Dün kanun çıktı,bu gün televizyon kanalının birisinde vatandaşlarla röportajlar yapılıyordu. İnanın bir tek insan , bu kanun iyi oldu demedi. Halkın bu direncini değerlendiren muhalefet partileri , Mecliste İktidara yüklendikçe yüklendiler.Adalet ve Kalkınma Partisi yetkilileri de durumu bildikleri halde, niçin olay üzerine bu kadar gittiler, gerçekten kimse anlamadı.

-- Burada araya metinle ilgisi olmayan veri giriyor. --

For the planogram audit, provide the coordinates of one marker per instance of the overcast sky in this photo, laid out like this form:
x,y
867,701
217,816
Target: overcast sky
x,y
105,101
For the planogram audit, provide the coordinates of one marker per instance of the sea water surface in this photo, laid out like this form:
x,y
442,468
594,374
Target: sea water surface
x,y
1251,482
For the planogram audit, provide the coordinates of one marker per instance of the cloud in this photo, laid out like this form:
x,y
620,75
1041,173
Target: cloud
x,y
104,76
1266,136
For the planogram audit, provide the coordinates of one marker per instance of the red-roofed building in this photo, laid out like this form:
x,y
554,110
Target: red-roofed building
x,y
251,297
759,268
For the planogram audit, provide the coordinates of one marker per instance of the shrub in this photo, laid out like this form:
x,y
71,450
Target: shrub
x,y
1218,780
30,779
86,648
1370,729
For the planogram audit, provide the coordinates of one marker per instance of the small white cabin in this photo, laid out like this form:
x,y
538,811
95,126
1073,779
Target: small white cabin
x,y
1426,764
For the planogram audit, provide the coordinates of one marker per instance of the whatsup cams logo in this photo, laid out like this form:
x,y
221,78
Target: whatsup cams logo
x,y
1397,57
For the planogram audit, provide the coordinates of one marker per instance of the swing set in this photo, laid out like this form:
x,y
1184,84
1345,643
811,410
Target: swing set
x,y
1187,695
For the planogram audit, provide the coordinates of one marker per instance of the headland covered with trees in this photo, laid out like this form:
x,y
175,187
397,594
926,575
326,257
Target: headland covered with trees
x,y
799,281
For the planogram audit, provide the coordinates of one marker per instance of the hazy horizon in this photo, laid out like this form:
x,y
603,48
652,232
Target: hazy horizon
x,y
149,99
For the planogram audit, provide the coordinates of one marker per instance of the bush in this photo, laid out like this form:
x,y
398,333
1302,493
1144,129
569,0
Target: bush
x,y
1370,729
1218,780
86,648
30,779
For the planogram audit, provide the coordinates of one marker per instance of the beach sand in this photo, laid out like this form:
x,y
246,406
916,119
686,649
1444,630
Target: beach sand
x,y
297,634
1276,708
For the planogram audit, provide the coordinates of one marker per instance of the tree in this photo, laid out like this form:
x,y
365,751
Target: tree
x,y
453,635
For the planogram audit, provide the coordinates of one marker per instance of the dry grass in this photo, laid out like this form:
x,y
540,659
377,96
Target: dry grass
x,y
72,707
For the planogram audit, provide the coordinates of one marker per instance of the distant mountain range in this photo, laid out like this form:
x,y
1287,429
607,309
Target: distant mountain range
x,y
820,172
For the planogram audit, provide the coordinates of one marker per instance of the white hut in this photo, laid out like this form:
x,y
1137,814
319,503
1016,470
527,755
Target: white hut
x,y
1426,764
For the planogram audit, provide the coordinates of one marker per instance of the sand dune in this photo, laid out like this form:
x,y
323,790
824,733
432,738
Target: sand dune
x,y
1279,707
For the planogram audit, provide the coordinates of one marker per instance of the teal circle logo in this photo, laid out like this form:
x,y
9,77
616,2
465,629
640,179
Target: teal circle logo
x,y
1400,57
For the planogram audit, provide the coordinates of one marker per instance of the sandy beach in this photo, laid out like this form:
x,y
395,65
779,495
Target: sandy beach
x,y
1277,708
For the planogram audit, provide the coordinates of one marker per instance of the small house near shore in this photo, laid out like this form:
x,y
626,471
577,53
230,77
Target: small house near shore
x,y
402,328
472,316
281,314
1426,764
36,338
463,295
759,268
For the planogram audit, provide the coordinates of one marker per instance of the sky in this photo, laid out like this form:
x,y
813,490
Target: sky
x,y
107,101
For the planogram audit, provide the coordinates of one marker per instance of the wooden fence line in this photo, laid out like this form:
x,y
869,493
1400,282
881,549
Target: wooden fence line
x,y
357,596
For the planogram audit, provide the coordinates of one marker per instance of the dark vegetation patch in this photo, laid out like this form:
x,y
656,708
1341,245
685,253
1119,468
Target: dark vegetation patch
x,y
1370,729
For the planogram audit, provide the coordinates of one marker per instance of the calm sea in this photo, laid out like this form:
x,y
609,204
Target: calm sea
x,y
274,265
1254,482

Bu işin en büyük sorumlusu, ne Ak Parti, ne Hükümet ve ne de Sayın Başbakan. Tek bir sorumlu var, o da mayın temizleme karşılığında arazinin 44 yıllığına yabancılar dahil temizleyenlere bırakılmasını öngören kanun metnini hazırlayan kişi veya kurum.
İşi Sayın Başbakanın kafasına kim soktu, biz bilmiyoruz.
Ama Sayın Başbakan biliyor.
251 e karşı 70 Milyonun hesabını şimdi ondan sorabilir.
Son not:Sayın Cumhurbaşkanı bu kanunu hemen imzalamakta tereddüt geçirecektir. Meclisin 3,5 haftalık mesaisine bakarak belki yasayı Meclise tekrar görüşülmek üzere iade etmiyebilir.Ya Anayasa Mahkemesinin kararı ne olur? Onu sormaya bile gerek yok.